Skylights, or rooflights, have become a popular design choice for those looking to convert their basement or cellar. Typically, skylights can admit up to 40% more light into a roof space than a standard window, but create only minimal visual impact from outside and typically overlook the sky. As such they do not usually require planning permission. However, there are a number of potential issues to be aware of.
In England and Wales, you are unlikely to require planning permission for skylights unless:
- The skylight projects beyond the existing roof plane by more than 150mm
- The proposed skylight installation occupies a large area of your roof beyond what is considered a “reasonable” size
- You live in a Listed Building or in a designated Conservation Area
- A so-called “Article 4 Direction” or other planning condition is in place for the area in which you live
Even if planning permission for a new roof window is not required, building regulations cannot be ignored. By law, any building or structural modification work must comply with building controls which stipulate minimum standards for design and safety.
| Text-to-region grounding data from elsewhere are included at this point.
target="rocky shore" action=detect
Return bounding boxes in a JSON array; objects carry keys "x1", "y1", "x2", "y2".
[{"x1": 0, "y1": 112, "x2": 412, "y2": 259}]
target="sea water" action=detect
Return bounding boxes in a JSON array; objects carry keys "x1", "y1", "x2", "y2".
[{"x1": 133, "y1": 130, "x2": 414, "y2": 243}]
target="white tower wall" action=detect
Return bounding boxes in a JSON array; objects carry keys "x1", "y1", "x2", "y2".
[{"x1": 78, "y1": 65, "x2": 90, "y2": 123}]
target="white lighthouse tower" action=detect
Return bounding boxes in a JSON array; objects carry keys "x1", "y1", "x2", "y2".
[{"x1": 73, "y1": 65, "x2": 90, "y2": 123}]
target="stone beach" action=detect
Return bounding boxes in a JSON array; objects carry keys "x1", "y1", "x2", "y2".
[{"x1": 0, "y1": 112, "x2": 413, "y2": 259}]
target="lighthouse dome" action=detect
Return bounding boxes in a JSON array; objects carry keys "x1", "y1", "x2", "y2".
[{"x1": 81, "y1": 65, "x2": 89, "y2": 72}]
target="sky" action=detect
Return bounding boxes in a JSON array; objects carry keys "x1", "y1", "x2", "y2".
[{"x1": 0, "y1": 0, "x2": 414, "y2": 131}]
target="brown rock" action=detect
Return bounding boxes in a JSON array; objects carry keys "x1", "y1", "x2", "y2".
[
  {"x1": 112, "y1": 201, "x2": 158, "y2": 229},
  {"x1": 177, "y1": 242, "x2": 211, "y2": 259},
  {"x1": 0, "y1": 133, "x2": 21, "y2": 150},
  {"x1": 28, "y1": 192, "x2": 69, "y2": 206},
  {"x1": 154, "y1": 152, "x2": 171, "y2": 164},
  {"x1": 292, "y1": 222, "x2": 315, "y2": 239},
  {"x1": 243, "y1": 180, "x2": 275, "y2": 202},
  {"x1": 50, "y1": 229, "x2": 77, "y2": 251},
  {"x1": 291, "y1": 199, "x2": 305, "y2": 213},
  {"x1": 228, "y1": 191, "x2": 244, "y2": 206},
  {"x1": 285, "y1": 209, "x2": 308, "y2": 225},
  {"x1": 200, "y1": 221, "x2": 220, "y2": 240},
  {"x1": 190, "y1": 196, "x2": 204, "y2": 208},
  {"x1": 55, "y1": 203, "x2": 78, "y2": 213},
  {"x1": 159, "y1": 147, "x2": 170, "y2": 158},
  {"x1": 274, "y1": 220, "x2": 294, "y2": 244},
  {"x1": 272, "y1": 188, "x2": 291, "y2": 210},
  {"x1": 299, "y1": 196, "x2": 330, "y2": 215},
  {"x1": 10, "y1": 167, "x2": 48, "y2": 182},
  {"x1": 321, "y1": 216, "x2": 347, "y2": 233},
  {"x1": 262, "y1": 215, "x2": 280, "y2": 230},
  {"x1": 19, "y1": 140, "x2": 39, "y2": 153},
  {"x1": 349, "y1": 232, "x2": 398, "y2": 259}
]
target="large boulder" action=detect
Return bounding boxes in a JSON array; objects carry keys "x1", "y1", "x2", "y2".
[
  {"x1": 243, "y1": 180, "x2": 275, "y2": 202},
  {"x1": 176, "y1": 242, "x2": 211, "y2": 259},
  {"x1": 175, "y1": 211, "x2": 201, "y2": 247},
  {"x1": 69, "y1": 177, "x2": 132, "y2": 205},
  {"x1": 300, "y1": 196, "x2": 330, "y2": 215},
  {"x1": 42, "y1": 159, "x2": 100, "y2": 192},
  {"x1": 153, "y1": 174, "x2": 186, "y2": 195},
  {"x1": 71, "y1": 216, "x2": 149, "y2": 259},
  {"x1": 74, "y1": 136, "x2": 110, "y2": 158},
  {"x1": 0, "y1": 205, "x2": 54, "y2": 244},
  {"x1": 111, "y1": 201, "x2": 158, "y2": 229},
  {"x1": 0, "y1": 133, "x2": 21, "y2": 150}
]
There are two sets of building regulations for roofs; work on an existing roof and the construction of a new roof, e.g. for an extension.
Be sure to pay particular attention to Parts J and L of Building Regulations; these deal with energy efficiency, thermal insulation and the protection of buildings against the threat of fire.
Approval under the Building Regulations will generally be needed for the installation of a new rooflight because:
- The roof structure will often need to be altered to create the opening
- The roof will need to carry the weight of the new skylight, which might require roof strengthening prior to installation
- If a skylight is in close proximity to a boundary, fire performance must also be taken into consideration
- Any rooflight installed must prove to have sufficient insulation against heat loss with effective energy performance
According to skylight manufacturers Sunsquare, limiting heat loss is crucial. Aluminium, which most skylights are manufactured from, transmits heat/cold very efficiently. If the external temperature manipulates the skylight frame, it not only creates a skylight that acts as a huge heat loss area for a property but also opens up the possibility of serious condensation issues.
For a skylight to achieve true thermal performance according to today’s standards you should expect to see polyamide sections dividing all materials that sit across the internal to external parts of your building. This is the only effective way of maintaining insulation and, therefore, the climatic control of your home.